Enterprise

Finding the mobile sweet spot

Companies need to ensure that strategy, not hype, drives the mobility bus.

Maciek Granicki, senior mobility consultant, Gijima.
Maciek Granicki, senior mobility consultant, Gijima.

The concept of mobility is something that permeates almost every discussion on the future of technology in the corporate space. Along with digital transformation, cloud and security, it's impossible to have a discussion about one without the others coming into the conversation.

This was the case at a recent Brainstorm roundtable, where the topic of conversation, enterprise mobility, shifted back and forth and included all the other three topics. There is, however, a good reason for this. No technology solution stands alone today; the days of being able to roll out a system without it leveraging other technologies and being part of a much larger business strategy are over.

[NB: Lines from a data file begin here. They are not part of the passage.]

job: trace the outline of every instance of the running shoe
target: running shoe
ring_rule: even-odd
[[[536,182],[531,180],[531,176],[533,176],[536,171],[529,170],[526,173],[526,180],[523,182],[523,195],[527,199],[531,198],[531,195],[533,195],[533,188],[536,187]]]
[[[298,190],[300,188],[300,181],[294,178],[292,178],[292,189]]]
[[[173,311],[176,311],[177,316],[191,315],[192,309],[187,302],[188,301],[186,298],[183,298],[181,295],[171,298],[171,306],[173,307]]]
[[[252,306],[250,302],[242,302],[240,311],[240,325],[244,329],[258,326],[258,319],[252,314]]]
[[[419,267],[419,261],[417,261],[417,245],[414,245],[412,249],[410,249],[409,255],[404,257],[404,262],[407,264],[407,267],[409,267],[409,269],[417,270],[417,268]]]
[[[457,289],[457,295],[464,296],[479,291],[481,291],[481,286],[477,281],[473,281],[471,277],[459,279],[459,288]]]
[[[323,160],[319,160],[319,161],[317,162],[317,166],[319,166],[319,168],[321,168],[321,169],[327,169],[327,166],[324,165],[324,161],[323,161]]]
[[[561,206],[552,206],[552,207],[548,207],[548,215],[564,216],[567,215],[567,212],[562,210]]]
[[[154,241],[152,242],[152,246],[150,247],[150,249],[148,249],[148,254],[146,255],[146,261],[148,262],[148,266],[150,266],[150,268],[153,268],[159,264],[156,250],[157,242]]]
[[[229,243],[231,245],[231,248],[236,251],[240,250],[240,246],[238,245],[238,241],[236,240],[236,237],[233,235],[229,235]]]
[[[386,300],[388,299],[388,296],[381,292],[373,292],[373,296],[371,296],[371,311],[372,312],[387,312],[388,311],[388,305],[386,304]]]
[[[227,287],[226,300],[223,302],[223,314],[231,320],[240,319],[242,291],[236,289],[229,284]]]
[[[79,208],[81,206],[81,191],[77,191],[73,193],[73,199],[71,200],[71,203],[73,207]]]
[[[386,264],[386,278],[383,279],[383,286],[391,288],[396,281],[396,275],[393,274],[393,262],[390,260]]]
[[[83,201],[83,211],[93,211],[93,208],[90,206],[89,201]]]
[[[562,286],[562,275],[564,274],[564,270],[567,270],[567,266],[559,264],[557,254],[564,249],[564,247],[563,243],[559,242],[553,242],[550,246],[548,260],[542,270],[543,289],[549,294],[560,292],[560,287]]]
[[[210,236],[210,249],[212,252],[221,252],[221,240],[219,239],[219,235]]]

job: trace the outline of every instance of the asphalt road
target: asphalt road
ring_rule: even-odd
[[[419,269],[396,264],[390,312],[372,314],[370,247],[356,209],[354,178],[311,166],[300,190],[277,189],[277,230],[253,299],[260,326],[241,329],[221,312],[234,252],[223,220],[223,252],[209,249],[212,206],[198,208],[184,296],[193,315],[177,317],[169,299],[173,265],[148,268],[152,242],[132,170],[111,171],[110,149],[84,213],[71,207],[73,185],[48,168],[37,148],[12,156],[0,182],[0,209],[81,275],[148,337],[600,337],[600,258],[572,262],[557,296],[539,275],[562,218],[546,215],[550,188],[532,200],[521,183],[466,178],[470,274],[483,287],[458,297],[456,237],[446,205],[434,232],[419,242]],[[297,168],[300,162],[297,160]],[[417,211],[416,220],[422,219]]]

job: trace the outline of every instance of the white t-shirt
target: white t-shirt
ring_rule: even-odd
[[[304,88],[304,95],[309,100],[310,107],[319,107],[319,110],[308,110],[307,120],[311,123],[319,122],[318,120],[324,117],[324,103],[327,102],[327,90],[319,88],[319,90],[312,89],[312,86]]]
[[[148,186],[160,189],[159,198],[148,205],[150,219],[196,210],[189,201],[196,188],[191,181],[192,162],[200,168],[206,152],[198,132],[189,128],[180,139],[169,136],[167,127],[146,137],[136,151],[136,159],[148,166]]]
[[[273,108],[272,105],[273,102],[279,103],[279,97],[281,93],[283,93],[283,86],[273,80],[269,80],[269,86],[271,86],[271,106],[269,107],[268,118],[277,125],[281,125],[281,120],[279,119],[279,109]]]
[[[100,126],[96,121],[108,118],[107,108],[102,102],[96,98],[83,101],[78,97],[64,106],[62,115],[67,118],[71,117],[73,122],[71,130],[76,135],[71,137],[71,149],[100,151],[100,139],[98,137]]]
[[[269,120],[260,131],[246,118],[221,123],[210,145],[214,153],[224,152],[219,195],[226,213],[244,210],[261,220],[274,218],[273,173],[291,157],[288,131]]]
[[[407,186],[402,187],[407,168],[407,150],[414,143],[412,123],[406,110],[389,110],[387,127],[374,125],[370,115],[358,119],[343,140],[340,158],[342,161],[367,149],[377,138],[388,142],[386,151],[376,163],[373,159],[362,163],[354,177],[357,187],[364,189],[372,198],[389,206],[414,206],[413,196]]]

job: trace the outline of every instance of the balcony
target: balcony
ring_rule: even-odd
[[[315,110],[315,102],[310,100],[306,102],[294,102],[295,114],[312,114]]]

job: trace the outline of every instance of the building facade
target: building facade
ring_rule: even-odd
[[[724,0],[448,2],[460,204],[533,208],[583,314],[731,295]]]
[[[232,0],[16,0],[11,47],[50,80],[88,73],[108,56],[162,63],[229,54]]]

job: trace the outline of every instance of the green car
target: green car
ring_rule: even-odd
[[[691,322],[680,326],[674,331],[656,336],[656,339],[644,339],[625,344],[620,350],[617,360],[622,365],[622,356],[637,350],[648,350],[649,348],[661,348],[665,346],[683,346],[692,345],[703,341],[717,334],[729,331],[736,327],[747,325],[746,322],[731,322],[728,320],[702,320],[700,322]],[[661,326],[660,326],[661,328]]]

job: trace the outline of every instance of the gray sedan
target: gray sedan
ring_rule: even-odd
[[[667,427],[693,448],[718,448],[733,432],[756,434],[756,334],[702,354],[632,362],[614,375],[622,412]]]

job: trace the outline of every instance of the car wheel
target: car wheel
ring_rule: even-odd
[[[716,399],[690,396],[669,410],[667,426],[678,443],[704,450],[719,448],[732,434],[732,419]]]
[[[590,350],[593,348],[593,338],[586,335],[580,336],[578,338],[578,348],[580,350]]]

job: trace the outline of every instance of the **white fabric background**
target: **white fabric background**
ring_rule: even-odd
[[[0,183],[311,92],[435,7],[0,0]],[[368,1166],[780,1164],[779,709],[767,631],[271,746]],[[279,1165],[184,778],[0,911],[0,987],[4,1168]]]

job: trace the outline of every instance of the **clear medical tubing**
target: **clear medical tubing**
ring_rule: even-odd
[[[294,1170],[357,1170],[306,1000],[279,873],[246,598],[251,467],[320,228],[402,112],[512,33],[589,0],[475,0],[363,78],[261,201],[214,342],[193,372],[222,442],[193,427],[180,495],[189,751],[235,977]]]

Mobile, more than most, has the ability to reach past the traditional borders of corporate IT and nowadays forms the heart of many companies' engagement with their customers as much of this now takes place through the medium of the web or smartphone apps.

A bigger challenge is understanding when and where the workforce of a company can be mobilised and when this plays into a strategy that delivers real benefits to the company and when it is simply following the crowd.

Paulo Ferreira, director of Enterprise Mobility at Samsung Electronics South Africa, says the question is not if the CIO should be looking at the mobile workforce, but can you avoid empowering the employees within the workforce?

"This inevitable question, however, kicks off a plethora of challenges that the organisation will have to address. These include who owns the devices that the employees are using, who owns the data on the device, and how are policies and security implemented."

Lauren Timmer-Somer, head of Communication & Technology Services at Ricoh SA, adds thatthe issue is not only when companies need to move, but they need to have an understanding of why they are doing it. One reason is the necessity to attract and retain talented staff. "We are seeing that the whole business environment is changing and we have three generations in the company, generations X, Y and Z. The younger generations, especially those who have just graduated, are already insisting that their companies give them mobile functionality. They don't want to sit behind a desk, and given that research indicates that the average worker will soon be spending more than 60% of their time away from their desks, the IT department will have to facilitate this. However, the important element is not the hardware or the software, but rather the understanding by the company of what it needs to do to futureproof itself."

The younger generations, especially those who have just graduated, are already insisting that their companies give them mobile functionality.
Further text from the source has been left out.